Özel korunaklı kutu olayına ise hiç girmiyorum.

Haberi gönderen Hsn Dğryl a da sevgilerimi iletiyorum buradan.

Mezarcılar


Uefa afkursun afedersiniz.Stadlarda siyaset yasak.Nedense bu yasaklar hep bize.Neyse, Grobariler gelecek büyük ihtimalle İstanbul'a.Aşırı milliyetçi olmalarıyla tanınır kendileri.Oldukça psikopatlardır.

This is our country and we will do what we think is right. During the game with Inter, and hopefully Fenerbahce, we have to obey the rules, but outside of a stadium WE DECIDE, NOT FUCKIN' UEFA!
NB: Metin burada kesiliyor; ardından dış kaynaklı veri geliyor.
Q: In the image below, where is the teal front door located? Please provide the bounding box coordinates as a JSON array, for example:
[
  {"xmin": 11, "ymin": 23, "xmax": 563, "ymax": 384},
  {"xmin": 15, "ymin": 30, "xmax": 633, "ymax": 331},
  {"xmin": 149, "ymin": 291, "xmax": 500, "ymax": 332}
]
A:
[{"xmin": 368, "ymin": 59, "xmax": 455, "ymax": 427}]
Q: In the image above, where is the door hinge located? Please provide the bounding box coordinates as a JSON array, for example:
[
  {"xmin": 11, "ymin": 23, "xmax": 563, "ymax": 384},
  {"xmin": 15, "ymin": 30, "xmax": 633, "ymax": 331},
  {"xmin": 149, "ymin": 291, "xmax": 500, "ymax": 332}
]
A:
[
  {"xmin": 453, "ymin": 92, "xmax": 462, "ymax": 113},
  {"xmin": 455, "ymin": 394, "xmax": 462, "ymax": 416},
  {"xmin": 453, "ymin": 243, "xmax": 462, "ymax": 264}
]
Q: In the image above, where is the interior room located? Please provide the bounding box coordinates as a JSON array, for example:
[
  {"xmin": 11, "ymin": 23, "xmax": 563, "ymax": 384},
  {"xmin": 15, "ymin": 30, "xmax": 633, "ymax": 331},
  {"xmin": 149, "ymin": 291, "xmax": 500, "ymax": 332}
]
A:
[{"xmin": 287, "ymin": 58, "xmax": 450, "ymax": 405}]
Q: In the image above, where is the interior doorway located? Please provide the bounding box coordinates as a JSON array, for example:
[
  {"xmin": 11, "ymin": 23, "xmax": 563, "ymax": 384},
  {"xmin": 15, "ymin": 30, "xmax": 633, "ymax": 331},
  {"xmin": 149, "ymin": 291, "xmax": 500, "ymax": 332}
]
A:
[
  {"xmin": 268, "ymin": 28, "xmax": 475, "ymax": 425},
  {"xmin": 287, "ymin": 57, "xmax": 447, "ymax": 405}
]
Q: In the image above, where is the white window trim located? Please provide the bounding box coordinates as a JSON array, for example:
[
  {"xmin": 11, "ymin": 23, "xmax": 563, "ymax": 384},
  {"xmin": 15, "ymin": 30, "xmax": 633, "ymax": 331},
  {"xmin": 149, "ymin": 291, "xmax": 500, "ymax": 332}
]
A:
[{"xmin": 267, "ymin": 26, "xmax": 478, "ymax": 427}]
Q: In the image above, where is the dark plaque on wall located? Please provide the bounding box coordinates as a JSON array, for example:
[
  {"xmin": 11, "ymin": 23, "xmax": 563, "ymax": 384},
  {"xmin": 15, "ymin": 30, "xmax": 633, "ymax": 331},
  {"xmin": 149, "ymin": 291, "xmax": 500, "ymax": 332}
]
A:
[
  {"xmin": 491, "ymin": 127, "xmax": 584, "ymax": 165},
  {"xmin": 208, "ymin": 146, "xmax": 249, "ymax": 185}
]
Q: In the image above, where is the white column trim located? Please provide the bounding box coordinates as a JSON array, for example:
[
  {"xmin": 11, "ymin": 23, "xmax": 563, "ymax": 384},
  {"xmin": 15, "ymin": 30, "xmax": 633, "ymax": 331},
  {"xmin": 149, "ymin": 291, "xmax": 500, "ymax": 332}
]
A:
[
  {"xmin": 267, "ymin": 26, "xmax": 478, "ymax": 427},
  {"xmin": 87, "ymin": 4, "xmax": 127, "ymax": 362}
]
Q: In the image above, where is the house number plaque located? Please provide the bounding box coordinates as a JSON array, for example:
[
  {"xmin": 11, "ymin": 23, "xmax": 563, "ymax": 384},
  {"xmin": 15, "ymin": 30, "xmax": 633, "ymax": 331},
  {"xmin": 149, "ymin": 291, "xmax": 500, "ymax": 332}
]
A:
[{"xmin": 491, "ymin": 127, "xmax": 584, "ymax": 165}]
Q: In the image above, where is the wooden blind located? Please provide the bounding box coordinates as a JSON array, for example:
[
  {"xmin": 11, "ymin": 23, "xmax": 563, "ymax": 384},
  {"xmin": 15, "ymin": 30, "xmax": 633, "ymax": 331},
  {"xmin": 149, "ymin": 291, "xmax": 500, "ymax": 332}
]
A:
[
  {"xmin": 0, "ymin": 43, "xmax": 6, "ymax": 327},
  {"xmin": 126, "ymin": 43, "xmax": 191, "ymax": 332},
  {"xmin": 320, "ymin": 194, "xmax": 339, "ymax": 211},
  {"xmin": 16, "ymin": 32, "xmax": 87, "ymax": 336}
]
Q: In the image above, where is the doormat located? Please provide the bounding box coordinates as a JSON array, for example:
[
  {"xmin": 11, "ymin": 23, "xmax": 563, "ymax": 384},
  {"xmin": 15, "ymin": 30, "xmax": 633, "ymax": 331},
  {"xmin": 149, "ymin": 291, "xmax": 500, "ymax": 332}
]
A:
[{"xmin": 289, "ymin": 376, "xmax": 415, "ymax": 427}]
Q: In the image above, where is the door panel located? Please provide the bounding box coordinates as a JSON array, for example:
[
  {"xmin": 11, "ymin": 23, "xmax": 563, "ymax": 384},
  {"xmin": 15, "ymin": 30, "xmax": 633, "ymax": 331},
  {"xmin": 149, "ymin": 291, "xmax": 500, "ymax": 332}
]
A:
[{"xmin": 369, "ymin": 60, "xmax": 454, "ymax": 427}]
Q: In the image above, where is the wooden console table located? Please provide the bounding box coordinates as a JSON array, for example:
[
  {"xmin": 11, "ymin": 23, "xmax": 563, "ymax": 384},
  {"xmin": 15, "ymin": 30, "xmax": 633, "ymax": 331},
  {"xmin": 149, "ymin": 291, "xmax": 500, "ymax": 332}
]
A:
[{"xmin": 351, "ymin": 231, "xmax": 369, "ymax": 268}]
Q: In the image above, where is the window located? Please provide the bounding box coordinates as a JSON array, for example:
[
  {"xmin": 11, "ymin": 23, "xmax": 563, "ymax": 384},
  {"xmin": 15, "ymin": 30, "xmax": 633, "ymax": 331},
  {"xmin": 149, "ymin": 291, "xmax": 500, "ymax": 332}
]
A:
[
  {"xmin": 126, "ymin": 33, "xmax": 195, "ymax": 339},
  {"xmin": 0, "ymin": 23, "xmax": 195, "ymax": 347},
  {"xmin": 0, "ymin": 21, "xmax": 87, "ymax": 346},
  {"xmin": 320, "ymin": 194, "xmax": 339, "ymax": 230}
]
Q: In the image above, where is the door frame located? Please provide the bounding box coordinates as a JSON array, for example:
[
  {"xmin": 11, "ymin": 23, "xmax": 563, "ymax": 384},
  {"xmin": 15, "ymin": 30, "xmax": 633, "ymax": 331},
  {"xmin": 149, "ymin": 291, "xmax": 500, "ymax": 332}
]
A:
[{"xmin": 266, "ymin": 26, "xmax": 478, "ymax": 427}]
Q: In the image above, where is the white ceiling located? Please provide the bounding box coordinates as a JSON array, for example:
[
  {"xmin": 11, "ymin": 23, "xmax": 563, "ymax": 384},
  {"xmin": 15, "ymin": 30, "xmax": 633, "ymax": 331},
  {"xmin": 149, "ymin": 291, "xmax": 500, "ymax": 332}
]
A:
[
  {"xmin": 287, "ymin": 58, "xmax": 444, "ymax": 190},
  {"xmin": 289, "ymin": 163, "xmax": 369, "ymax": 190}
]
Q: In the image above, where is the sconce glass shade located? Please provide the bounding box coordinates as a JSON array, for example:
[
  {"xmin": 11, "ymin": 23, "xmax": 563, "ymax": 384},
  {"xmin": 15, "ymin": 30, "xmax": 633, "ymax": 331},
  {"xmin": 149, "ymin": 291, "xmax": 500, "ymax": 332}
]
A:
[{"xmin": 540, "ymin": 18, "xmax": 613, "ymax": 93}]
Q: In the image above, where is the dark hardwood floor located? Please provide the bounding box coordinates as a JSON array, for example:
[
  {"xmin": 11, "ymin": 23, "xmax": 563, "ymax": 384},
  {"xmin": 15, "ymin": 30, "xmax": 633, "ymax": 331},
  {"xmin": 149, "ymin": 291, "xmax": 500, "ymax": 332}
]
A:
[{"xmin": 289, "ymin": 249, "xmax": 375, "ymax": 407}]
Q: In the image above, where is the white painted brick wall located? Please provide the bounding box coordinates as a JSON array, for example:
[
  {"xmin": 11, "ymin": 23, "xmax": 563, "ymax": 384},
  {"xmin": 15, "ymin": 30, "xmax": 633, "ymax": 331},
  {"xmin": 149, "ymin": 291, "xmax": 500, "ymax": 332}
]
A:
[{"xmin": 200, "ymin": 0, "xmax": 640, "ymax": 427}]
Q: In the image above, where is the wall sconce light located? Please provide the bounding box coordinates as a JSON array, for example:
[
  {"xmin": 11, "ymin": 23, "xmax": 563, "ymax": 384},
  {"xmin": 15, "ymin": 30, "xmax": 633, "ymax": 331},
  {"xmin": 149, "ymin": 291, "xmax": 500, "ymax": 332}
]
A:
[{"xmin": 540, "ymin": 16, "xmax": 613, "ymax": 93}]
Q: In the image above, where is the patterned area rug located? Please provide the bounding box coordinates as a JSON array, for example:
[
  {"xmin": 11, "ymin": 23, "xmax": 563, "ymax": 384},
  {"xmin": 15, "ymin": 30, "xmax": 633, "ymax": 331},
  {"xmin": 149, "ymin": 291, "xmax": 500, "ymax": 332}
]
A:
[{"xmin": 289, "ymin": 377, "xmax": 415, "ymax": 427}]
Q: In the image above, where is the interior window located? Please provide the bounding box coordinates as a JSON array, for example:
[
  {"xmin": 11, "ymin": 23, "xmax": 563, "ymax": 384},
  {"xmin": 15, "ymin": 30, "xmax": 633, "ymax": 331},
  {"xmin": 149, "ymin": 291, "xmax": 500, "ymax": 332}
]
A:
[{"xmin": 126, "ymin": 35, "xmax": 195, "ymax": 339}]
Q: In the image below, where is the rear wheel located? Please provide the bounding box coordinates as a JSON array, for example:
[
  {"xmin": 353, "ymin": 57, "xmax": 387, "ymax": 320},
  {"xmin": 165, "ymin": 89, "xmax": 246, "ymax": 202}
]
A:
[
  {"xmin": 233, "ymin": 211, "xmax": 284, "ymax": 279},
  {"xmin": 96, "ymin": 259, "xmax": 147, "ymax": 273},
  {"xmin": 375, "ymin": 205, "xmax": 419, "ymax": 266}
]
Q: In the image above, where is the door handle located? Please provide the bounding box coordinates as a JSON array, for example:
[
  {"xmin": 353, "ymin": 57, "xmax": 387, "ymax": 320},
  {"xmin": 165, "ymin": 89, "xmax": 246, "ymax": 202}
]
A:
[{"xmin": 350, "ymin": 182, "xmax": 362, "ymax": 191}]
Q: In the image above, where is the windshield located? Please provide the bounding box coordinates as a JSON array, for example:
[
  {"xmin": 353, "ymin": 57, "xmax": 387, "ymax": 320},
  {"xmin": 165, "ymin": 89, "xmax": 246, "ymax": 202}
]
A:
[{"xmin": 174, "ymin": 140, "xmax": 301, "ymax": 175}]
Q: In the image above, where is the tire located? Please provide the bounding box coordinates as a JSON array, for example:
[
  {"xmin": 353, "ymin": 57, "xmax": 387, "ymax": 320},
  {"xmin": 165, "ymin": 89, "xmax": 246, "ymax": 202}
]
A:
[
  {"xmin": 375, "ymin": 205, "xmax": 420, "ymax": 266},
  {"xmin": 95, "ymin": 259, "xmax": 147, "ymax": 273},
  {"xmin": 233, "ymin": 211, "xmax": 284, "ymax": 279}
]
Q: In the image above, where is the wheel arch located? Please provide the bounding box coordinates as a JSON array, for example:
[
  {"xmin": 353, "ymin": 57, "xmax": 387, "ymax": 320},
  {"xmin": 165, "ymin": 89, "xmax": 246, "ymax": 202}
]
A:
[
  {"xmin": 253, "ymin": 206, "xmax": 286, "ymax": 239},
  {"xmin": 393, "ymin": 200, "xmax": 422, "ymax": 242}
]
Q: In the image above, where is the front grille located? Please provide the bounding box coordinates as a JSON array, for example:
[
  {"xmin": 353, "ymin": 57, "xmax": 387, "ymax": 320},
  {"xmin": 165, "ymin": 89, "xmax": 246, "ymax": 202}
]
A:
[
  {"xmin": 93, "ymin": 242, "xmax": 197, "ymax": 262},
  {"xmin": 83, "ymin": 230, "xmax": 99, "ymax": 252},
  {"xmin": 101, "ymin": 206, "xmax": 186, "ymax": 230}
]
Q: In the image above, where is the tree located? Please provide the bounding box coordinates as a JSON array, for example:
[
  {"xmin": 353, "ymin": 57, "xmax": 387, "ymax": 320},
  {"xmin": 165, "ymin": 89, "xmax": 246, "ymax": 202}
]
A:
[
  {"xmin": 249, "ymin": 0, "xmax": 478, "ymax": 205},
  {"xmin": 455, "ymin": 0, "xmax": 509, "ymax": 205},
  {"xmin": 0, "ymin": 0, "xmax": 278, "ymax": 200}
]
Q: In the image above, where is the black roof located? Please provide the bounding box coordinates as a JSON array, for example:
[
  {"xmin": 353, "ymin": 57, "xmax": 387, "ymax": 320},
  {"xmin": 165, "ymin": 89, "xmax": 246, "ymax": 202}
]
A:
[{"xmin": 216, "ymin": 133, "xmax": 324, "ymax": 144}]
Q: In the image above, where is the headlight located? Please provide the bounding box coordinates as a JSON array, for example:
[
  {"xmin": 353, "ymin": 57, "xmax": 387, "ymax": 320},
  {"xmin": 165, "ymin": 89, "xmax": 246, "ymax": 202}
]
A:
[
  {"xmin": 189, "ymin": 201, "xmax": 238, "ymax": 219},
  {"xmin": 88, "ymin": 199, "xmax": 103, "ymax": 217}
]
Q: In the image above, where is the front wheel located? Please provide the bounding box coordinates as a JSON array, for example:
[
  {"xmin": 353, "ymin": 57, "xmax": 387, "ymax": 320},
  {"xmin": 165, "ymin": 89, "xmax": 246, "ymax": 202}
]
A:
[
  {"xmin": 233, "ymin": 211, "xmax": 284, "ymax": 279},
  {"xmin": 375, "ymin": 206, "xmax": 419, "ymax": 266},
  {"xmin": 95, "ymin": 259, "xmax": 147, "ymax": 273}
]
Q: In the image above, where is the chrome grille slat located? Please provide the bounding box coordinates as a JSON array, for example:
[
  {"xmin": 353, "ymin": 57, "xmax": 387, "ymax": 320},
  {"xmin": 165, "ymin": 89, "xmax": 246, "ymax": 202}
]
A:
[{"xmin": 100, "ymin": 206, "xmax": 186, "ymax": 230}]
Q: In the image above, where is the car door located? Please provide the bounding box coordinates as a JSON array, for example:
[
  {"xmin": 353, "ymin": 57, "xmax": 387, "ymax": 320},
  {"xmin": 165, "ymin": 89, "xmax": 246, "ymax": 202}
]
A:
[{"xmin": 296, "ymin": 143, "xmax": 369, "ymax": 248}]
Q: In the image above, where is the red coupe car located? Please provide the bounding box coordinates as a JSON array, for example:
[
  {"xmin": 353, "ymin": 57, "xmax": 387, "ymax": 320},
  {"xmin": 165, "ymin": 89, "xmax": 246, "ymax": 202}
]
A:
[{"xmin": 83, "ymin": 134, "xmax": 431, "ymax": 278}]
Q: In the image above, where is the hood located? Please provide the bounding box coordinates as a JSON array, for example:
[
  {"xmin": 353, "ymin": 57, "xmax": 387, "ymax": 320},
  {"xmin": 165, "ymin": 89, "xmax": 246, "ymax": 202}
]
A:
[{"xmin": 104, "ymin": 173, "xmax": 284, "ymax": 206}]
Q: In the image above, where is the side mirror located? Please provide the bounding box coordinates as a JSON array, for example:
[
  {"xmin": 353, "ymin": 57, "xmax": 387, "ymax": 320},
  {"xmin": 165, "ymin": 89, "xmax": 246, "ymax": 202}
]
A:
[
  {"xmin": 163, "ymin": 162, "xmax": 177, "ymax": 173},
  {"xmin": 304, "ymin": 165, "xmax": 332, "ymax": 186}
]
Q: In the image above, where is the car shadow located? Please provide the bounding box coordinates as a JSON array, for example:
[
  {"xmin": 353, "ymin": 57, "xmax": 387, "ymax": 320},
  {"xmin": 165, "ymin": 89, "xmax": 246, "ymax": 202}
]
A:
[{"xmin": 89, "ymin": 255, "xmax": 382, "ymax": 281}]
Beylerimiz stadın içinde kurallara uyarız ama stadın dışında kuralları uefa değil ,biz koyarız buyurmuşlar.Hazır sinir stres yüklenmişken,Belgrad deplasmanı ne de güzel olur..

Bibuçuk,üçbuçuk

Korktuğum başıma geldi.Bir buçuk,(rakamla 1.5) kredi yüzünden okulu yine bitiremedim.Yüzümüzde tutmadı kimseden gidip not istemeye.Zaten yapabiliyor olsaydık şimdiye çoktan bitmişti. Yalnız durumumu bilip te kılını kıpırtdatmayan,araya amca dayı sokunca notları yağdıran bazı şahsiyetlerle diplomayı aldığım gün hesaplaşacağımı da buradan belirtiyorum.Allahtan annem babam anlayışla karşıladılar durumu.Allah onlardan razı olsun.